Lei n.º 62/2007, art. 75.º n.º 4 b) - Constituem infracção disciplinar dos estudantes: A prática de actos de violência ou coacção física ou psicológica sobre outros estudantes, designadamente no quadro das «praxes académicas».

Anti-Praxe

Lei n.º 62/2007, art. 75.º n.º 4 b) - Constituem infracção disciplinar dos estudantes: A prática de actos de violência ou coacção física ou psicológica sobre outros estudantes, designadamente no quadro das «praxes académicas».

Humilhar é possível!

20.10.08

 Pode haver liberdade para humilhar?

 20.10.2008, Rui Moreira

  

Apeteceu-me interromper a cerimónia, chamar-lhes pinguins viúvos e urubus e incentivar os caloiros a vingarem-se...

 

Há dias, à porta do Instituto Português de Oncologia, deparei com uma grande algazarra, que desrespeitava a proximidade do hospital. Tratava-se de uma daquelas miseráveis cerimónias iniciáticas a que se convencionou chamar de praxe. No caso, um grupo de jovens, envergando t-shirts com dizeres aberrantes, autoflagelava-se dando saltos idiotas e gritando palavras de ordem humilhantes, amestrados por um grupo de "gauleiterzinhas" com ar pedante. Ao vê-las, desengraçadas, disformes e desfeadas pelo negro das capas e pelas meias de vidro, lembrei-me de Jô Soares, apeteceu-me interromper a cerimónia, chamar-lhes pinguins viúvos e urubus de galocha e incentivar os caloiros a vingarem-se...
Esta irritação parecerá excessiva mas percebi, pelo que ouvi à minha volta, que não era o único a quem aquele espectáculo degradante incomodava. Aliás, incomoda também o ministro, que recentemente fez comentários oportunos e severos sobre o tema, advertindo que não toleraria mais excessos. Infelizmente, disse-o em vão, porque a hierarquia das instituições de ensino superior é cúmplice das associações de estudantes e incapaz de pôr cobro a esta prática.

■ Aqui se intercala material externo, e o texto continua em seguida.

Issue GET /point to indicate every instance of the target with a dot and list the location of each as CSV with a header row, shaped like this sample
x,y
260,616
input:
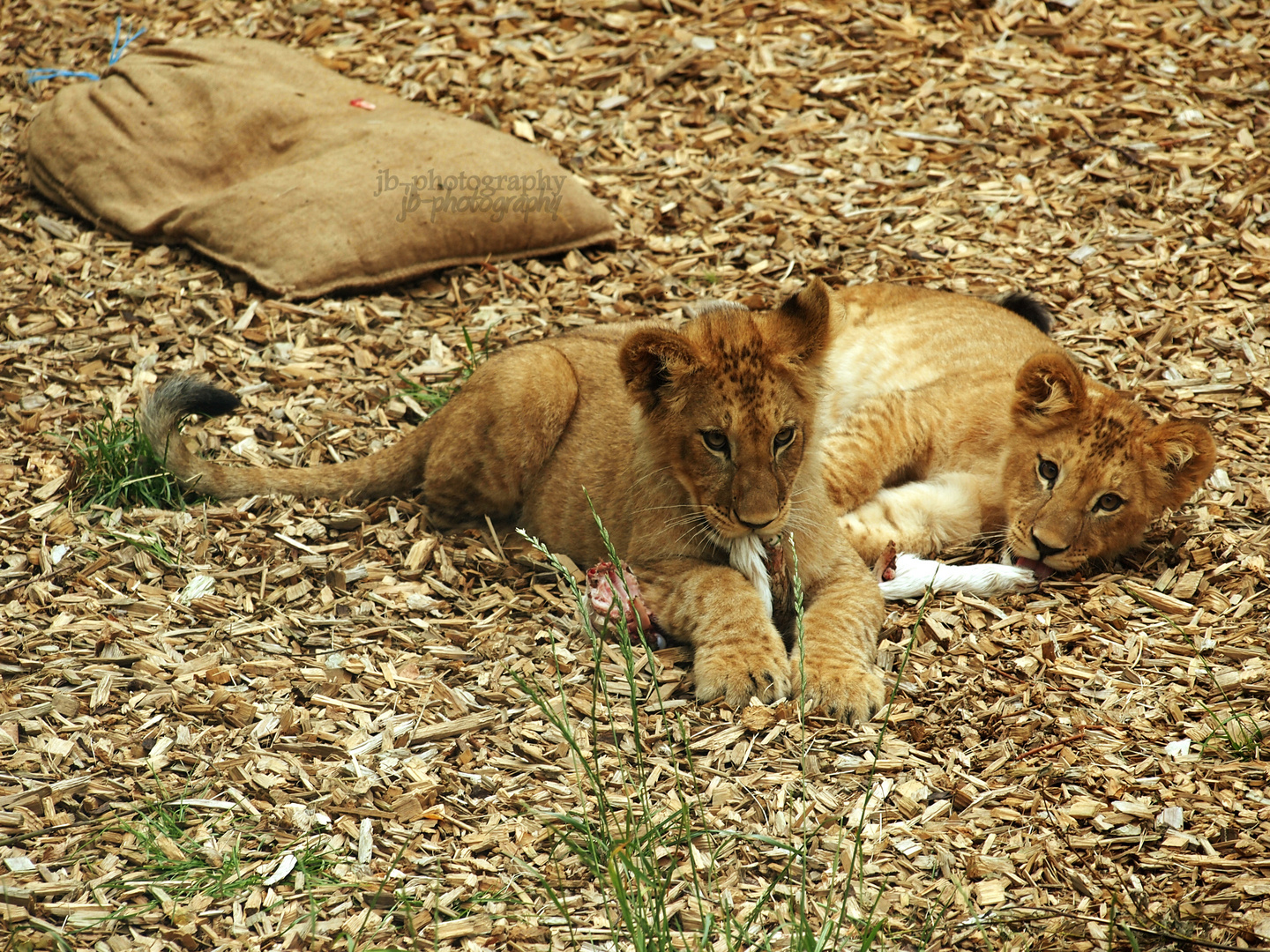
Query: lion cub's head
x,y
729,406
1087,471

Veja-se o caso do infame Instituto Piaget, em que os abusos e excessos das praxes foram conhecidos através da denúncia de uma ex-aluna, onde a direcção começou por aprovar uma directriz que proibia as praxes durante a recepção aos caloiros mas logo a seguir recuou, submetendo-se a uma auto-intitulada Comissão de Tradições Académicas que, imagine-se, ameaçara com uma manifestação...
Detesto falsas tradições. Não gosto sequer das tunas, porque, com raras excepções, não têm piada nos seus exibicionismos e nas suas zarzuelas néscias que nos impingem em cerimónias públicas e eventos sociais. No caso da capa e batina, não se trata apenas de uma questão de estética, porque qualquer pessoa tem o direito de se mascarar como entende: o que me aflige e assusta é que muitos dos que as envergam não percebam, sequer, as origens obscurantistas do traje e que este constitua hoje um uniforme obrigatório em práticas violentas e humilhantes.
As praxes são, por tudo isto, uma prática a banir. Não proponho, naturalmente, que sejam proibidas, porque o país já não aguenta proibições que depois não são acatadas e porque isso só contribuiria para as incentivar na clandestinidade. Mas é indispensável que os caloiros saibam que elas não são obrigatórias e que sejam apoiados no sentido de se sentirem protegidos e de poderem denunciar, se for o caso, quem cometer algum abuso.
A integração dos recém-chegados à universidade não é compatível com a humilhação e a violência, nem se pode perpetuar o princípio da hierarquização da barbárie por antiguidade. Recordo-me da forma como fui recebido, em Inglaterra, quando lá cheguei para estudar. Lembro-me do apoio da Student's Union, dos Serviços Sociais da Universidade e dos tutores. Gostava que em Portugal, onde imitamos tanta coisa má que nos chega do estrangeiro, também conseguíssemos, de quando em vez, replicar o que é bom. Principalmente, tudo aquilo que tem a ver com as liberdades. Economista 
http://jornal.publico.clix.pt/

 

Cartoon de Henrique Monteiro

Publicado no Blog do M.A.T.A.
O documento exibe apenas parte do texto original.